Thank thee, bishops
America's Roman Catholic bishops aren't completely obsessed by abortion and gay marriage. My former colleague Ann Rodgers, one of the best religion reporters around, reports in the Pittsburgh Post-Gazette that bishops have been battling over whether to approve a retro English translation of the Mass with more traditional (and, critics charge, more stilted) language.
The new/old language won out at the recent bishops' conference. So now when the priest says "The Lord be with you," the congregation will reply "And with your spirit," not "and also with you," the current, clunky and inaccurate translation of the response I learned as an altar boy: "Et cum spiritu tuo." Like W.H. Auden, I believe that you can combine conservatism in liturgical language with more progressive political view.
Conservatism is cool even when it leads to technical language.

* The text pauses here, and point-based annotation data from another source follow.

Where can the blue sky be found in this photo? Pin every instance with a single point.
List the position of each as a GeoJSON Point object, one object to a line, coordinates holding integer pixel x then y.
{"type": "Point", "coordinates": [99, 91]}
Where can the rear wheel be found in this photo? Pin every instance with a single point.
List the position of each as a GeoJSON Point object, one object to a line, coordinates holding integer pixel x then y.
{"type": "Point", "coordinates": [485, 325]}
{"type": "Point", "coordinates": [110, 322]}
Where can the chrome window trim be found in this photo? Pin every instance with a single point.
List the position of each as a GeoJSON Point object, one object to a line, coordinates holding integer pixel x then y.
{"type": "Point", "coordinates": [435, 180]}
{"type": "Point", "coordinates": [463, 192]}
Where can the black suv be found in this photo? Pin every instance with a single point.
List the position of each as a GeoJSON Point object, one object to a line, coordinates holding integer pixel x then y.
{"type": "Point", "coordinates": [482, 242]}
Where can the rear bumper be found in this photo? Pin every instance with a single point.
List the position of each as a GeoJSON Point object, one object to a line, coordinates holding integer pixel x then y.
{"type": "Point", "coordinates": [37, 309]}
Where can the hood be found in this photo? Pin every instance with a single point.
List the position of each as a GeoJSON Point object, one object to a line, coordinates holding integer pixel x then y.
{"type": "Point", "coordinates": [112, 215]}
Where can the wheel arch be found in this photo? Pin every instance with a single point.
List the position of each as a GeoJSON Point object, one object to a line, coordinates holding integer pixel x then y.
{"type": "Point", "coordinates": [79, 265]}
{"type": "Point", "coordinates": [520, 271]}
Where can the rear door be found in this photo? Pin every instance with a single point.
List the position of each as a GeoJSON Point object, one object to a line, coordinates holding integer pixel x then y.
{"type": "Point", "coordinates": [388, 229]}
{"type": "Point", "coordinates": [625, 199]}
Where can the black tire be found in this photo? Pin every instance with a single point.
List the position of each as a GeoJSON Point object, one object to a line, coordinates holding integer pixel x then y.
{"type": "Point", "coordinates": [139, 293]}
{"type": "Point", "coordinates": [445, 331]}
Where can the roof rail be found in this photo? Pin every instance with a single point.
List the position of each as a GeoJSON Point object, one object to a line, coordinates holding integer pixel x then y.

Take the line in the Nicene Creed in which, in recent years, Jesus has been described as "one in being with the Father." Now he will be described as "consubstantial with the Father." Abstruse? Perhaps. But truer to the Latin rendering of a Greek theological distinction that once led to violence between Christians. Confusion can beget a look into church history.
Even archaic non-theological language can be a spur to education. When Christians used to say that Christ would return to judge the "quick and the dead," parents could explain to their bewildered children that "quick" referred not to marathon runners but to those who were living, who had been quickened in their mothers' wombs. The lesson could then turn to the expression "cut to the quick."
Now that the Vatican has invited restive Anglicans to bring at least some parts of their majestic Book of Common Prayer with them when they cross the Tiber, the "regular" Catholic Church has to worry about non-tone-deaf believers switching to the new church-within-a-church. The new/old liturgy approved by the bishops could be a bulwark against such defections.